Both were preceded by teasers which didn’t quite hit as intended. Sam Raimi’s independent mini-story containing all original footage that wouldn’t be seen in the film was understandably shelved after 9/11 due to a final shot of a baddie helicopter ensnared in a web between the World Trade Center towers. Meanwhile, Marc Webb’s first peak into his Spidey universe was criticized for an over-serious tone, origin story fatigue and underwhelming “MADE FOR 3D” first person perspective sequence.


But let’s focus on the big trailers… the one that in 2001 proved to give us the most accurate look at 2002’s film and whose modern-day counterpart will hopefully do the same for July’s Amazing adventure.

The biggest difference upon watching both back to back is how differently Peter Parker is handled. Toby Maguire is an affable goofball who is gaining a sense of purpose by way of his powers. Oozing likability, Raimi gives him the trappings of a nerd (glasses, ill-fitting clothing, square hair cut) but aside from an awkward pass at Kirsten Dunst’s Mary Jane Watson, we don’t see much of that evidenced in his character.

Even the Parker narration over the first minute of the trailer has a “Holy Moly, you wouldn’t believe what’s happened over the last few weeks” tone.

Compare that to Andrew Garfield’s far more brooding, introspective Parker. We skip the “spider bite shot” and get right into web swinging action. 20 seconds into the trailer, Parker is inventing his web shooters. A few seconds after that he’s defending Spider-Man in a heated conversation.

If there were a character narration over this trailer, one might assume it would sound much more like a Captain’s Log. He knows he’s smart and draws strength from that when dealing with others. His weakness comes for abandonment issues which makes him quiet, but not necessarily unsure of himself.

In a word, the difference is confidence. The Maguire’s Parker never truly understood his powers and was constantly struggling to make sense of them. Garfield’s version appears to look at them more like an experiment. He’s not afraid to push them past their limits and doesn’t view them as a reflection on himself.

Our new Peter Parker seems determined to make his mark on the word through science. His new abilities just give him another tool to do it.

2 Responses to “Peter Parker Has Balls: Comparing Trailers Reveals Spider-Man’s New Backbone”

  1. Anonymous Says:

    Looks like they’re taking a page out of the Spectacular Spiderman cartoon, story wise anyways. 

  2. mxyzptlk Says:

    Garfield has some real dramatic chops. I’d recommend the British made-for-tv miniseries Red Riding to anyone. It’s a series of three films; the first stars Andrew Garfield (who sets some sort of chain-smoking land speed record), the last stars Mark Addy (aka Robert Baratheon of the Iron Throne), and all feature Boromir/Ned Stark/Sean Bean.

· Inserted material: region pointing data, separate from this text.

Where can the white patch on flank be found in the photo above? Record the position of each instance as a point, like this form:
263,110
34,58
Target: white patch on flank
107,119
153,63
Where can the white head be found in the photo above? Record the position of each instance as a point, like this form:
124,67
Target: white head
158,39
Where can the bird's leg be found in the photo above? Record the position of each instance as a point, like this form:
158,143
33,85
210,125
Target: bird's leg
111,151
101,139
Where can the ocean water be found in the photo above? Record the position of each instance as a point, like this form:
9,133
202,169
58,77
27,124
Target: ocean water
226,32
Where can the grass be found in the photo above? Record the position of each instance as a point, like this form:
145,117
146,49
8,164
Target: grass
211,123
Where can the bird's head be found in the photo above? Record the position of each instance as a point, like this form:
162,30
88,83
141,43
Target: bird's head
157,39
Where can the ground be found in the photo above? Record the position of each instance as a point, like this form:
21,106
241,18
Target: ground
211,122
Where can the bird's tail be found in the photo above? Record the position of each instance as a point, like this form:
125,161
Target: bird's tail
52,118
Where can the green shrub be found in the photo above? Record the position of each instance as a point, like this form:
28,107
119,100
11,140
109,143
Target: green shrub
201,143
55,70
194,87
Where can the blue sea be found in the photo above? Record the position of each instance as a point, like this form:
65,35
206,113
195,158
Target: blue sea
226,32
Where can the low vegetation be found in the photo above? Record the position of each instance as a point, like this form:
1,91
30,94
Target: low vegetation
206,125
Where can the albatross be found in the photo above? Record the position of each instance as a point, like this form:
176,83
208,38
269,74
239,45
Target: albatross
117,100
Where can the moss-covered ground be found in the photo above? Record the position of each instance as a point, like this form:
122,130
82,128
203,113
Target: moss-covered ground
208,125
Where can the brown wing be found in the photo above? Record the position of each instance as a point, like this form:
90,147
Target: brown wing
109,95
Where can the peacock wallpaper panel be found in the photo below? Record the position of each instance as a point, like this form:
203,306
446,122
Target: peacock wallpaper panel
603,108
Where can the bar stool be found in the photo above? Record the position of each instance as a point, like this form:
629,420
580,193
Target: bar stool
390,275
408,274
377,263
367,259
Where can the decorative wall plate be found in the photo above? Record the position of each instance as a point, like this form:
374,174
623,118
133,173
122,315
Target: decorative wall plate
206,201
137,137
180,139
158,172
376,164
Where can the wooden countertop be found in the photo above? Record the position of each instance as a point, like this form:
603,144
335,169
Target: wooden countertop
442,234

    The series is supposed to be a fictional/fictionalized occult history of 1970’s Northern England, based on the novels by David Peace, and everything stems from what Garfield’s character sets up in the first film. He plays a reporter, and sets up a fine balance of aggression, introspection, insecurity, and internal uncertainty. Bean and Addy are great, but Garfield’s performance is the hook that lands the rest of the narrative.